To answer that question let’s take a little closer look at the data warehouse topology. Here we have six different boxes, each representing a different business function. Each of those functions more than likely has multiple source systems. This happens through natural growth of an organization or through mergers and acquisitions. But even if there was only one two or three source systems, there’s still a very good case for creating a data warehouse. Like we already mentioned, this information is actually collected and stored in a database which forms the data warehouse, so why are we doing this?
- Well, number one, to persist data. We need to create reports that span five years of time and that report is going to include data, let’s say, from our ERP system and from our operations system. Well, maybe our operation system thatwe’re concerned with only stores data for six months. That report would not be possible unless we actually extract the data from the operation systems and persist it for the period that we need it to be persisted.
- It’s going to be a central view. We’re not going to be trying to cobble together reports from a bunch of different source systems to figure out what’s going on in our organization.
- Data quality issues aregoing to be resolved. Through the process of extracting the data and integrating it into the data warehouse we’re also going to be taking care of a lot of data quality issues.

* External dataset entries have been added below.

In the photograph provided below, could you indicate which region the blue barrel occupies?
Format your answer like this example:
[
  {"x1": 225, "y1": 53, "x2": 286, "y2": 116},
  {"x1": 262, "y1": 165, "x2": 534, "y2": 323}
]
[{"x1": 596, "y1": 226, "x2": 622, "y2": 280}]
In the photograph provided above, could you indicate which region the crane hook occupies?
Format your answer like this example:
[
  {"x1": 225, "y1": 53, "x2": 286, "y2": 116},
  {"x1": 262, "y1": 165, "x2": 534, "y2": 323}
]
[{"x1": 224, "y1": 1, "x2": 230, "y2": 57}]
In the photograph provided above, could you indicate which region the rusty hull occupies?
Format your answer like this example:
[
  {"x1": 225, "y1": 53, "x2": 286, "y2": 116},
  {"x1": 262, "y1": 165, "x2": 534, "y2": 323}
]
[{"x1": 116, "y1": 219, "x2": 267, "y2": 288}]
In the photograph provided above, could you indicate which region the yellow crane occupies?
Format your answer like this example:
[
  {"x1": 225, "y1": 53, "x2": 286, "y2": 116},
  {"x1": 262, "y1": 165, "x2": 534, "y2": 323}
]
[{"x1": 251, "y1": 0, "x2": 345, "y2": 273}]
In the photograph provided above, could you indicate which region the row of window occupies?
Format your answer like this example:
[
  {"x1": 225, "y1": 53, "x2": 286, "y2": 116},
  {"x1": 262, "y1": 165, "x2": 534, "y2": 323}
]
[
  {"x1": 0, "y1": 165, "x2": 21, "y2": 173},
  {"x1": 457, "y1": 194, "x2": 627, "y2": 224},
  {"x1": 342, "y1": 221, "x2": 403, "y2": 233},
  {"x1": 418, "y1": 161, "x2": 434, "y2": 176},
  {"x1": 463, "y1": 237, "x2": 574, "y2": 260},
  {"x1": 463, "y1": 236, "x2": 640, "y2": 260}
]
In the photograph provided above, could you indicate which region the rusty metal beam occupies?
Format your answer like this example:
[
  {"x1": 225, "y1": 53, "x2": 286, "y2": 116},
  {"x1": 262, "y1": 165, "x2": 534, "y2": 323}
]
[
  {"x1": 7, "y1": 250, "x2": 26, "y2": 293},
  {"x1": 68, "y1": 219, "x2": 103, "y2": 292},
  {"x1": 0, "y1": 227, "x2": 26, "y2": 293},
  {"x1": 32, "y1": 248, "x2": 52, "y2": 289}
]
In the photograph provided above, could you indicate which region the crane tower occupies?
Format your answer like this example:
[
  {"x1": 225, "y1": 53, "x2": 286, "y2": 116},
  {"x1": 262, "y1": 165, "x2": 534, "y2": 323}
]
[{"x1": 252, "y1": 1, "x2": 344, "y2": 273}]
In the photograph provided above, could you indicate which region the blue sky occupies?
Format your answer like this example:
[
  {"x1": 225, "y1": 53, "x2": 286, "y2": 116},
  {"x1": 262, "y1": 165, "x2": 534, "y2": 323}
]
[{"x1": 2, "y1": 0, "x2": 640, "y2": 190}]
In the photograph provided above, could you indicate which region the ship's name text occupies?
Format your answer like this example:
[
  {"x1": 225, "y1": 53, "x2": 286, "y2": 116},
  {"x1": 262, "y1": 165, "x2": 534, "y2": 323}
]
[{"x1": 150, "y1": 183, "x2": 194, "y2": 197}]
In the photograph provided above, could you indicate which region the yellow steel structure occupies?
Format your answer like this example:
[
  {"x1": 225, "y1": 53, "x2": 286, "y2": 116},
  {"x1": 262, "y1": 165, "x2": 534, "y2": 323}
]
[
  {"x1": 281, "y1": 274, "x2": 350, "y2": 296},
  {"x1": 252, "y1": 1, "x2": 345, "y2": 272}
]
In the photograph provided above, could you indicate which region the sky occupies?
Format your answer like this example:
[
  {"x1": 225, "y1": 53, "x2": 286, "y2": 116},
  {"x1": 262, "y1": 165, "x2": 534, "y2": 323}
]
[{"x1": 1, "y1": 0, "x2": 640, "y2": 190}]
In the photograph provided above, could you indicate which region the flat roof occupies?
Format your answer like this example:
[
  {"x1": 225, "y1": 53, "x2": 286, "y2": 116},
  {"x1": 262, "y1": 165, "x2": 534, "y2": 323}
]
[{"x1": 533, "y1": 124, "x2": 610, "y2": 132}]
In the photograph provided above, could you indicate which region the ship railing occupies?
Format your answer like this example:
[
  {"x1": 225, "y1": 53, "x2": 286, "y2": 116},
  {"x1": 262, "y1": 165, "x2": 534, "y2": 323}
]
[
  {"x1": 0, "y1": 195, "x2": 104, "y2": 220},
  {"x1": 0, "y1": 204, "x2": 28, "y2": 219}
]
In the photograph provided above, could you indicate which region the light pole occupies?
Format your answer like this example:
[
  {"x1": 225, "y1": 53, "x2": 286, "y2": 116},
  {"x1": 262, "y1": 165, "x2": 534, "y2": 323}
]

- We’re creating a single version of the truth, meaning that our marketing system may have a list of products, our CRM system has a different list of products and our ERP system has yet another list of products. That creates a real problem when you’re trying to create a report. In our data warehouse, when we try to look at sales by product we’re going to have a single product list providing us a single version of the truth.
- The data warehouse is a common model. It’s going to be extremely difficult to go out to all of our source systems try to understand each of those models, especially for business users, where our data warehouse will provide an easy to navigate model with a business focus.
- Our data warehouse is also designed to provide fast query response. If we try to query all of our source systems – integrate that data with all of our business rules all at the same time – we would likely have some performance The data warehouse gives us a way of overcoming that problem.
- Augmenting the source systems is another role for the data warehouse. Our CRM system for example may need data that’s actually derived in the operational systems. We can easily accomplish this by going through the data warehouse to move that data to the CRM system.
Okay, so that’s what a data warehouse is and why we’re creating it. So back to the focus of this video series, and that is, what is a dimensional model? Well a dimensional model is a data warehouse design technique. It was made popular by Ralph Kimball and it’s known as the bottom-up approach. Ralph Kimball created many of the concepts that we’re going to be discussing, such as the idea of using a collection of data marts joined together with a bus architecture. And by using conformed dimensions and facts, they all will create collectively the actual data warehouse. We’re going to focus on two roles of the data warehouse and that is easy navigation and fast query performance. So let’s take a look at that same information here on our data warehouse topology. When we talk about dimensional modeling we can think of our data warehouse again as being a collection of data marts, each data mart serving a particular function. It doesn’t have to be a single source system, or even two or three source systems. It could be an unlimited number of source systems. But typically we’re looking to create a data mart that solves a very focused data need. And again, we’re going to create each of these data marts in a conformed way so we can plug them all into the bus architecture and collectively form the data warehouse.
Now, in dimensional modeling we’re going to be providing all of these benefits of a data warehouse, but we’re going to focus on easy navigation as well as fast query performance. Okay, so what are we going to be talking about in this video series? Well you probably guessed, we’ll be talking about all things dimensional modeling. Here we have a little nomenclature of a lot of the parts that are included in a dimensional model. We’re going to be covering each one of them. We’ll talk about mini dimensions, we’ll talk about junk dimensions, factless facts, inferred members, slowly changing dimensions and so on. Each of these concepts we’re going to cover in bite-sized chunks so that at the end of this video series you’ll have all of the information you need to go out, look at your source systems, and create your own target data model. So thank you for listening, we’ll see you in the next video.